Street vending is technically legal in Los Angeles, but vendors say landing a permit is often out of reach

This story was originally published on Civil Eats.

Outside the Big Saver Foods market in the small Los Angeles neighborhood of El Sereno, a cluster of sidewalk vendors wait in the parking lot for hungry customers to finish their shopping and stop by for a pupusa or an agua fresca. Follow the tantalizing scent of smoke and grilled chicken that wafts through the air, and you’ll arrive at Pollos Asado El Jaimito, where vendor Jaimie Trujillo is cooking up whole, spatchcocked birds on his outdoor grill.

Trujillo has been making his living as a street vendor in L.A. for three years, but he has only been setting up at this spot for a couple of months. At his previous location, local authorities sometimes cracked down on him for operating without a vending permit.
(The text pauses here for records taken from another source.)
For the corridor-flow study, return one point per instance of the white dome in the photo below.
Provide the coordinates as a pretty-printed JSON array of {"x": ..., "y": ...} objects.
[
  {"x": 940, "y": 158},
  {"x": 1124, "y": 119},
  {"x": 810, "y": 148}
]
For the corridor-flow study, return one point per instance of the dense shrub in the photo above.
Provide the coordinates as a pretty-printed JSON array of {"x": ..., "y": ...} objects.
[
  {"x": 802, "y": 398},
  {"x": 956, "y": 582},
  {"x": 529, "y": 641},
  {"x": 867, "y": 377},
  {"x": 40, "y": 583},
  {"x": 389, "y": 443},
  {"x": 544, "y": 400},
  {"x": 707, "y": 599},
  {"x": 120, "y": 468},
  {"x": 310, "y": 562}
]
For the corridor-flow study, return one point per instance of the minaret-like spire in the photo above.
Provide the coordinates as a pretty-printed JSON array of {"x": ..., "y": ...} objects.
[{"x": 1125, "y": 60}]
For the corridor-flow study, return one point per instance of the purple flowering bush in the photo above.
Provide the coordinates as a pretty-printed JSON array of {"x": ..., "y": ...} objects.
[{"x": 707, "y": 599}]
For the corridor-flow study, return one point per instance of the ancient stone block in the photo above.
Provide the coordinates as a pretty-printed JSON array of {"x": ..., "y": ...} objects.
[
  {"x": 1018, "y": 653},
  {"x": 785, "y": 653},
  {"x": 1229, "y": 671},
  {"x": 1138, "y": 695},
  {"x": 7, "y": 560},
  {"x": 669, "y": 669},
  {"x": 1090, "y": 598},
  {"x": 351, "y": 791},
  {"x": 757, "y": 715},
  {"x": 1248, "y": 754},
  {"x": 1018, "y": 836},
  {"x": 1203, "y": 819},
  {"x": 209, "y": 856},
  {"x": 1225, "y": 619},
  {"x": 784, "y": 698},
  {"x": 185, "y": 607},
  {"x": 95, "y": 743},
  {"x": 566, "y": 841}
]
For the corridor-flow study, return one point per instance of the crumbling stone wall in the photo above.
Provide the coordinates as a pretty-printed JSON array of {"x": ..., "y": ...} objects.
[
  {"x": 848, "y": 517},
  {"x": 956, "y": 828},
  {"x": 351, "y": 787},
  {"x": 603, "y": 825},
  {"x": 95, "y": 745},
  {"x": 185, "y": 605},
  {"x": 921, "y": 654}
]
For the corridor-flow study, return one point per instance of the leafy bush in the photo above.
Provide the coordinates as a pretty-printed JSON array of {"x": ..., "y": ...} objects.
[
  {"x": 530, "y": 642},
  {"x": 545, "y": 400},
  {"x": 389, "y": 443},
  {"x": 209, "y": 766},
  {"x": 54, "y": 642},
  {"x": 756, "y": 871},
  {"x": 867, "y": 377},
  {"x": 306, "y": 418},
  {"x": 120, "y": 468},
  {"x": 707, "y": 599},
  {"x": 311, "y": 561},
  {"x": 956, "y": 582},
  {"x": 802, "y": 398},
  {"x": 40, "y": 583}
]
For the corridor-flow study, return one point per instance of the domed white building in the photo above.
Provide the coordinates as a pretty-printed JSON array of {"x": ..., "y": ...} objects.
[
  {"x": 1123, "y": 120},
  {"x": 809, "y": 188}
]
Once, he even had to run and hide from them, lugging his entire grill full of chickens with him on foot so it wouldn’t be confiscated.

Still, Trujillo hasn’t tried to get a permit, because of the warnings he’s heard from other vendors. “They say it’s very difficult, because you need permission, kitchen licenses, and all these permits,” he says in Spanish.

Trujillo’s situation isn’t an uncommon one for street vendors in L.A., where the practice of selling food outdoors has been strictly regulated since tamaleros from Mexico and Chinese immigrants operating pushcarts became commonplace in the city around the turn of the 20th century.

Even though vending was technically legalized in California in 2018, state public health laws still make it almost impossible for most local vendors to get the permits they need to sell food in the formal economy, requiring extensive (and expensive) cart setups and prohibiting tasks like reheating food or cutting fruit.

Now, some advocates and politicians are pushing to overhaul the state’s outdated food code as part of a long-standing struggle to protect vendors from harassment, fines, and legal troubles. But others worry the proposed regulations don’t prioritize food safety enough to protect consumers.

It’s a battle that has been playing out for years in the many major U.S. cities where vending is either banned or strictly regulated. After street food carts were legalized in Chicago in 2015, advocates had to fight to lower steep licensing fines, and vendors in the city still aren’t allowed to prepare food on their carts or at home. In New York, vendors are pushing to reform a system where they can pay upwards of $20,000 for one of a limited number of permits on the black market.

In L.A., where carts selling chili-topped fruits, pupusas, and tacos can be found on almost every corner, the vendor-led campaign to legalize street food began when a group of women in Boyle Heights started speaking out against vendor harassment in 2008.